Google contro la pirateria e dalla prossima settimana debutterà sul motore di ricerca un nuovo algoritmo che posizionerà i siti con contenuti pirati in fondo alla classifica dei risultati.

Google ha deciso di cambiare le strategie relative al proprio motore di ricerca, cercando di mettere un freno o quantomeno arginare il problema della pirateria, che porta le case di produzione quali BPI ed RCAA in primis, ad inviare oltre 40 milioni di segnalazioni all’anno su siti web con contenuti pirata, con la richiesta di rimuoverli totalmente dai risultati delle ricerche.

In realtà la scelta di Google non è quella di rimuovere questi siti pirata dalle classifiche dei risultati, ma bensì posizionarli in fondo (diventando praticamente introvabili, visti i potenziali milioni di risultati) e mostrando un avviso, tramite un pop up a schermo, consigliando agli utenti di utilizzare servizi legali, quali ad esempio Amazon, Spotify, SkyGo, per visualizzare o scaricare il materiale richiesto.

Google monetizza sempre

Se la mossa di Google di inserire un pop up con un suggerimento ad un servizio legale può sembrare una scelta sensata, le case di produzione in realtà non hanno gradito molto l’idea, in quanto la casa di Mountain View richiederà loro il pagamento di un quota, sicuramente non molto economica, per inserire il nome ed il link del servizio suggerito, andando così a monetizzare ancora una volta.

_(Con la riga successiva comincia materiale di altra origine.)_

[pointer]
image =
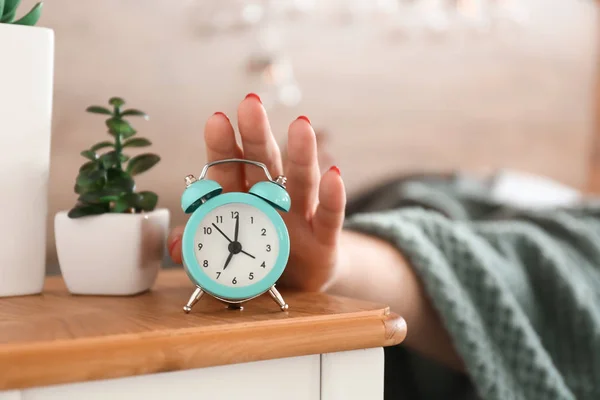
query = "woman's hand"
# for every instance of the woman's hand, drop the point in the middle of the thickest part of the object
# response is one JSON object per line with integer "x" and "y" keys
{"x": 318, "y": 202}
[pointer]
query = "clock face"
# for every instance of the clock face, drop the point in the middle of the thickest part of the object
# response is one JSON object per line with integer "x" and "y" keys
{"x": 236, "y": 245}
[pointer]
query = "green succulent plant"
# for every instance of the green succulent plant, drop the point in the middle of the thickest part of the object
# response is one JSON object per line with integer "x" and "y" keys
{"x": 105, "y": 182}
{"x": 8, "y": 11}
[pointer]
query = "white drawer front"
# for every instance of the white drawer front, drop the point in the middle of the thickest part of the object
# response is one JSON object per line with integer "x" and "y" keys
{"x": 353, "y": 375}
{"x": 296, "y": 378}
{"x": 10, "y": 395}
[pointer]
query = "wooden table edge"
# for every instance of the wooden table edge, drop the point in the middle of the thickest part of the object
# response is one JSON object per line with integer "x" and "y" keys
{"x": 30, "y": 365}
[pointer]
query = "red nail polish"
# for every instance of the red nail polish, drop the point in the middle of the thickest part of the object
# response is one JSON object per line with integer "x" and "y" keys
{"x": 304, "y": 118}
{"x": 255, "y": 96}
{"x": 174, "y": 244}
{"x": 336, "y": 169}
{"x": 222, "y": 114}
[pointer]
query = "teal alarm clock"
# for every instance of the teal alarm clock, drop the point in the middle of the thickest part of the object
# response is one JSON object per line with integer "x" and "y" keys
{"x": 235, "y": 245}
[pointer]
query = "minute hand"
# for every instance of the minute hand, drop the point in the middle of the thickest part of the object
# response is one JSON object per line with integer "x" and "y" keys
{"x": 237, "y": 228}
{"x": 221, "y": 232}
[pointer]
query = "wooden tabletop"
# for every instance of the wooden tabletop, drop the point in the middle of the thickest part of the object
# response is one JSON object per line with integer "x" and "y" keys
{"x": 59, "y": 338}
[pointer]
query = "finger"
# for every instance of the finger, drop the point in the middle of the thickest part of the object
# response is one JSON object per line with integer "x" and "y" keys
{"x": 302, "y": 170}
{"x": 257, "y": 140}
{"x": 174, "y": 244}
{"x": 221, "y": 144}
{"x": 329, "y": 217}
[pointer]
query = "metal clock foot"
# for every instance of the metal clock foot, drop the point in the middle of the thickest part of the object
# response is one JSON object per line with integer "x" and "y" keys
{"x": 193, "y": 300}
{"x": 235, "y": 306}
{"x": 275, "y": 295}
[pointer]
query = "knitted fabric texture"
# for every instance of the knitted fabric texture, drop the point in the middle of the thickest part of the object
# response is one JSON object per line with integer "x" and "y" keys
{"x": 520, "y": 296}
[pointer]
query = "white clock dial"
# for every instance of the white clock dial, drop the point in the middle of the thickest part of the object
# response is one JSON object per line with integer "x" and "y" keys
{"x": 241, "y": 262}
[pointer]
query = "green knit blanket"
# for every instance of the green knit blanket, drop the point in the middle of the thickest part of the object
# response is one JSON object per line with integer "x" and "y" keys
{"x": 518, "y": 290}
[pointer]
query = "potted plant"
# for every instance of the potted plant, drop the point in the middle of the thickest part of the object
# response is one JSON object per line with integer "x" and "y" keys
{"x": 26, "y": 68}
{"x": 112, "y": 241}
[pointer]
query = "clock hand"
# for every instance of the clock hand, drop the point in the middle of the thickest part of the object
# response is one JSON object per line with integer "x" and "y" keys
{"x": 228, "y": 260}
{"x": 237, "y": 228}
{"x": 221, "y": 232}
{"x": 250, "y": 255}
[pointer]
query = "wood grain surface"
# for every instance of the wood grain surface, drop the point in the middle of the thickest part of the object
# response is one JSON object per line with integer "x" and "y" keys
{"x": 59, "y": 338}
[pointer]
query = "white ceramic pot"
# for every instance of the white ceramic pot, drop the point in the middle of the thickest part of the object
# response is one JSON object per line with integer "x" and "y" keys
{"x": 111, "y": 254}
{"x": 26, "y": 71}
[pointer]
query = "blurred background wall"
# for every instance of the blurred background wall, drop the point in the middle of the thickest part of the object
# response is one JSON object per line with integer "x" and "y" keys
{"x": 398, "y": 87}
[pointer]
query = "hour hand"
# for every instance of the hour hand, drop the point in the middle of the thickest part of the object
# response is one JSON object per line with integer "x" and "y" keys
{"x": 228, "y": 260}
{"x": 221, "y": 232}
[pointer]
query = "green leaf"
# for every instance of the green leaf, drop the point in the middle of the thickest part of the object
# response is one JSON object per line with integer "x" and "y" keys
{"x": 89, "y": 154}
{"x": 126, "y": 202}
{"x": 120, "y": 127}
{"x": 137, "y": 142}
{"x": 101, "y": 145}
{"x": 88, "y": 179}
{"x": 8, "y": 12}
{"x": 98, "y": 110}
{"x": 109, "y": 159}
{"x": 101, "y": 196}
{"x": 32, "y": 17}
{"x": 142, "y": 163}
{"x": 116, "y": 101}
{"x": 119, "y": 180}
{"x": 135, "y": 113}
{"x": 147, "y": 200}
{"x": 85, "y": 210}
{"x": 88, "y": 166}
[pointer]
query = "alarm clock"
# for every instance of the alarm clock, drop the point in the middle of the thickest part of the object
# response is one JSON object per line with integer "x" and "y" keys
{"x": 235, "y": 245}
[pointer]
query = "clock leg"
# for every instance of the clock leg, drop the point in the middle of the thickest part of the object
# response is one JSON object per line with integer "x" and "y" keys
{"x": 193, "y": 300}
{"x": 275, "y": 295}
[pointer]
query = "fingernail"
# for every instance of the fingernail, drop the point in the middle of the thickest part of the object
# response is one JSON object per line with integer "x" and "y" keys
{"x": 304, "y": 118}
{"x": 255, "y": 96}
{"x": 174, "y": 244}
{"x": 223, "y": 114}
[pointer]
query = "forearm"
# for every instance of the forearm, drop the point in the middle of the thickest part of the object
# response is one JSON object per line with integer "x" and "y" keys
{"x": 374, "y": 270}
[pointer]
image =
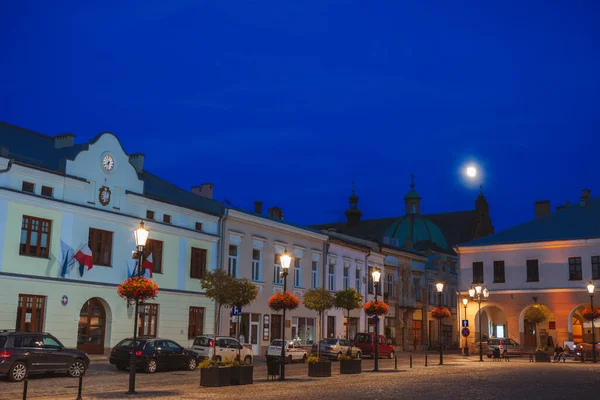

Sempre le case produttrici poi vorrebbero la rimozione completa dei siti pirata dal motore di ricerca di Google, ma la società ha dichiarato ufficialmente che non provvederà in tal senso:

“Anche per quei siti che hanno ricevuto il più alto numero di segnalazioni, le pagine segnalate sono di solito solo una piccola frazione del numero totale delle pagine sul sito. Sarebbe inappropriato rimuovere interi siti in queste circostanze.”

Google tiene ai propri utenti

Nonostante perciò la sezione Specified Domains di Google Transparency Report conti più di 7 milioni di segnalazioni per ognuno dei famosi siti pirati quali Rapidgator, 4shared e Dilandau, Google è certa che finché gli utenti li cercheranno, questi siti continueranno a vivere e rimuoverli dal proprio motore di ricerca, vorrebbe dire solo spingere potenziali clienti, verso altri motori di ricerca e come sappiamo, la casa di Mountain View non vuole perdere utenti ne guadagni, come quest’ultimo caso può ben dimostrare.